Monday, July 9, 2012

Great Scientific Experiments

Thomas Kuhn’s work focused on paradigm shifts.  (Reviewed on Necessary Facts, here.) To Kuhn, paradigms define the puzzles that “normal science” pursues.  Kuhn stated that it is not the program of normal science to seek out troubling anomalies.  However, the pursuit of puzzles inevitably leads to just that: the more we discover, the deeper our new questions.  Rom Harré’s overview, Great Scientific Experiments (Phaidon Press, 1981) at once supersedes and supports Kuhn’s thesis.

Of the perhaps millions of discrete experiments recorded in the past 2500 years, what makes some “great”?  Different criteria recommend the selections here. Harré builds several structure to group these twenty experiments by what they demonstrate about methods, theories, and techniques.  Induction, inference, accident, null results, decomposition, and unification are subheads for the experiments of Faraday.  Pasteur, Berzelius, and the others.  Four aspects of Kuhn’s “normal science” appear here.  Harré first grants importance to experiments that are culturally famous to us.  Michelson-Morley is entwined with a paradigm shift in physics.  The second kind “were influential in their own times … and which have continued to reverberate through the subsequent development of a field of study.” Aristotle’s embryology of the chick and Theodoric of Freibourg’s investigation of the rainbow are among those. Elegance is represented by Robert Norman’s discovery of the magnetic field.  Finally, no experiment is truly isolated because all are part of the daily working life of a scientist. Therefore, the works of Faraday and Rutherford are offered as examples of the results of long lines of many small experiments.

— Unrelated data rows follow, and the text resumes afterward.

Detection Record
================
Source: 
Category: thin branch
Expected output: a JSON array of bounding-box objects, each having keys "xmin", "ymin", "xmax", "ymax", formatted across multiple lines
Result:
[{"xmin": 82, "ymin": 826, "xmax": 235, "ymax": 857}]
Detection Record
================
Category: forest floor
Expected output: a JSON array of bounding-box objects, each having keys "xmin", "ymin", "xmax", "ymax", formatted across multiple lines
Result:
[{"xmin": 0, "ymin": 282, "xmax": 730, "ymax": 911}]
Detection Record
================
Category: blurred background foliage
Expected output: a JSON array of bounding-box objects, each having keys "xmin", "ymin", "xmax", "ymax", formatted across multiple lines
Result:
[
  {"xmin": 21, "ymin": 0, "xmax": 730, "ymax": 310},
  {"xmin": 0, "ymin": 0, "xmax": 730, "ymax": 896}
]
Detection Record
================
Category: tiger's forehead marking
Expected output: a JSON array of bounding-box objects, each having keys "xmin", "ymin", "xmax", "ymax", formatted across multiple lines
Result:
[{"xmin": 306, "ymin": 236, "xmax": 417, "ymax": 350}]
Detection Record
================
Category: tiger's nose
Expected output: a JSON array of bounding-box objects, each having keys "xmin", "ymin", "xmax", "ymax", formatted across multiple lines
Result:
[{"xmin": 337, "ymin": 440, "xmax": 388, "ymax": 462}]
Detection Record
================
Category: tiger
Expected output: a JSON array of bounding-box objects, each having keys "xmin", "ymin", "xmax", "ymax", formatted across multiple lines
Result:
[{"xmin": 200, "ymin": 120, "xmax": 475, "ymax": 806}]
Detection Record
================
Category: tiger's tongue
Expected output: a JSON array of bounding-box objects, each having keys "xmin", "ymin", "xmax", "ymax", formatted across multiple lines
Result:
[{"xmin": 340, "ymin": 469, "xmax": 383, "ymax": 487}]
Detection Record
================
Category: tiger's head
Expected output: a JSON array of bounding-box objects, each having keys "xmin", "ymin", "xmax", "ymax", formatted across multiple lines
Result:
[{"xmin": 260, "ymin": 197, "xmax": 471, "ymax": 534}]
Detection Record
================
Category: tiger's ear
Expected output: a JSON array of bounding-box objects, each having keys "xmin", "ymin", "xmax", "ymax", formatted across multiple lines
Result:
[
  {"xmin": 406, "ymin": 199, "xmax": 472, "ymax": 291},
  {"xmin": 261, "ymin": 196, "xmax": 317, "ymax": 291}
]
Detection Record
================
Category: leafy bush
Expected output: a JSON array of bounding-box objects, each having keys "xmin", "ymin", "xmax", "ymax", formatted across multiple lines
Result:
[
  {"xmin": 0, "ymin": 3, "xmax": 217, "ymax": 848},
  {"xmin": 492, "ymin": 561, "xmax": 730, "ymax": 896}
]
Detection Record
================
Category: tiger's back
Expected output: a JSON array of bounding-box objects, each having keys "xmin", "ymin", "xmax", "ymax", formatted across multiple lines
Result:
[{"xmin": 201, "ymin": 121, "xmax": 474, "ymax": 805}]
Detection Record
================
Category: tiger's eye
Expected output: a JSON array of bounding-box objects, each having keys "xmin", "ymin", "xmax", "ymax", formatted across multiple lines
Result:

Horace Romano Harré (Rom Harré)
is an adjunct professor at Georgetown.
Read his Wikipedia biography
Immersed in the sociology,
Rom Harré has a Facebook page 
and is on LinkedIn.

Kuhn says that often no agreed standard differentiates theories because scientists adhering to different paradigms talk past each other.  Harré offers three examples of experiments that helped us select from rival hypotheses: Robert Norman on the dip of the magnetic field; Stephen Hales on circulation in plants; and Konrad Lorenz on imprinting.  We know that happy accidents sometimes propel science. Pasteur's famous quote, "In the fields of observation, chance favors only the prepared mind." places his work here, along with Ernest Rutherford's study of transmutation.

(That last, too, reflects Kuhn's theory.  According to Harré, we do not know precisely when scientists abandoned attempts at transmutation of the elements.  In Kuhn's terms, the changes in culture we call the Enlightenment reinforced a new view in science that atomic corpuscles are elementary, in a new sense of the word "element.")

Harré’s Introduction explains three broad philosophies of science: inductivism, fallibilism, and conventionalism. The projects here also are evidence of these three in action.  Galileo’s inclined plane is one example of the inductive method (and also but one step preceded by a long line of previous experiments and reasoning).  The insightful experiments of Jacob and Wollman on the direct transfer of genetic material also exemplify the development of a theory by teasing out the causes of known events.

Harré relies as much as possible on original material, quoting heavily, while explaining for conciseness.  Life sciences stand with physical sciences. 

For all of its intended value, I personally found pleasant surprises in several of the works: science as we know it was practiced in the Middle Ages.  (See, also, Stephen McCluskey’s Astronomies and Cultures in Early Medieval Europe, Oxford, 1998.) Harré points to the theories and practices at Merton College, Oxford, 1328-1350, which served as the basis for Galileo’s investigations.  Even more, characters in modern science fiction often speak of “fields” but the term goes back to Robert Norman’s The Newe Attractive, published in 1581.